1) For military members or families:

a. Since service member families often don’t live near extended family and cannot always get permission to travel home, invite military families to join you for special holiday events. Celebrating as a single-family unit might highlight their distance from loved ones. Help them see they are part of a loving community with the body of Christ! Some suggestions for activities to do with service members or families include inviting them to:

i. Attend a Christmas Eve service.

ii. Share a Thanksgiving, Christmas, or New Year’s meal.

iii. Bake Christmas cookies.

iv. Attend a local Christmas event.

v. Join you for Christmas caroling in your neighborhood.

vi. Watch a Christmas movie.

vii. Decorate gingerbread houses.

viii. Drive around and gaze at Christmas lights.

ix. Attend a Christmas cookie swap.

x. Babysit their kids for a couple of hours while they Christmas shop.

xi. Join you for Christmas shopping.

xii. View New Year’s Eve fireworks.

b. Single military members don’t want to spend the holidays alone in the barracks or their apartment. Consider inviting them over to enjoy Christmas with your family. They might even want to spend Christmas Eve with your family and enjoy the opening of presents on Christmas morning with your family. Consider inviting them to the special holiday events listed above.

c. Consider adopting the armed forces member and/or spouse and committing to pray over them. Lead your family in regularly praying for this military member and any family. I created a resource that anyone can use to help guide you in praying for the military. Even if you don’t have an armed forces family member, you probably have a neighbor or acquaintance who is currently serving or who has served. Praying God’s Word is powerful, and each of these 25 prayers was crafted using Scripture. Consider gathering folks in your neighborhood to pray for service members around the holidays to give them the gift of prayer. To access the free prayer guide, go to

d. Give the gift of connection. Military members and their spouses need a date night. Marriage is hard, but add in frequent separations, combat trauma, deployments, and moves, and you have a recipe for possible isolation between the couple. Offer to watch their children so they can get some quality time to connect. Better still, consider offering to watch their kids overnight to reconnect as a couple.

2) For military spouses of a deployed armed forces member:

a. Invite the family left at home to join your holiday activities (see list above)– the loneliness will be much more vivid on special days.
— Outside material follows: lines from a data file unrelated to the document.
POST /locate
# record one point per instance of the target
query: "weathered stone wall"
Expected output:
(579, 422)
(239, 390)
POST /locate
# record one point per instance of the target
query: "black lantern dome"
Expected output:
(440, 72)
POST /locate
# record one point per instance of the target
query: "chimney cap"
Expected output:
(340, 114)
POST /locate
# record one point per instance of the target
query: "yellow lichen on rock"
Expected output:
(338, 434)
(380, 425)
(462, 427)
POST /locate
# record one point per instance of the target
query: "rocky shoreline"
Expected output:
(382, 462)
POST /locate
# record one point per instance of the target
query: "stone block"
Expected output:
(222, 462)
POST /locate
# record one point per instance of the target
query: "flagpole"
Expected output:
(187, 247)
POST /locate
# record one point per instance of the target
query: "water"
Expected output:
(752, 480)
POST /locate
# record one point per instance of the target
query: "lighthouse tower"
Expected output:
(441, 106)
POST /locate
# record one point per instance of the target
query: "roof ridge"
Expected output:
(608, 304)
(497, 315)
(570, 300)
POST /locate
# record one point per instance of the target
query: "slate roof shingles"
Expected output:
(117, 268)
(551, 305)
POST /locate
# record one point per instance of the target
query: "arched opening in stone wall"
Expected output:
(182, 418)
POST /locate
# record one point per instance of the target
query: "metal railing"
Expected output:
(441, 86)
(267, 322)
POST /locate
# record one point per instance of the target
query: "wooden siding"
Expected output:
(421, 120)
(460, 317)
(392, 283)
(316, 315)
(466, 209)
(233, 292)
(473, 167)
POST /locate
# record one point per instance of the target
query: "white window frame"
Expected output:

Don’t assume someone else is contacting them; please take the initiative.

b. Offer to help hang or take down the Christmas tree or other decorations and/or lights. Often, with a deployed spouse, these components of the holidays might get neglected and add to their disappointment and isolation. You can also offer to wrap or assemble Christmas gifts since they juggle parenting solo.

c. The spouse left at home probably needs a hug – offer it!

d. The adult on the home front needs meaningful face-to-face adult conversation. Just call to say hello and ask how they are doing. Stop by and let them know you are thinking of them. Help ensure the spouse left at home doesn’t feel forgotten.

e. Surprise them with a care package for something he or she can do to pamper themselves.

3) For the deployed military member:

a. Send them a care package. If possible, find out their favorite goodies and pack the box with them. Homemade baked goods are especially desired, as well as an encouraging note or card. We had our kids create handmade cards each year that we sent to deployed troops, along with baked snacks, magazines, and books.

b. Commit to praying specifically over them and send them a note telling them you are praying for them.

c. Gather or make handmade Christmas cards for several folks and mail them to them.

d. If you know military members who are deployed, send them an extra copy of your Christmas card so that they get to enjoy your holiday update in addition to the family back at home.

e. Send them notes and cards in the mail.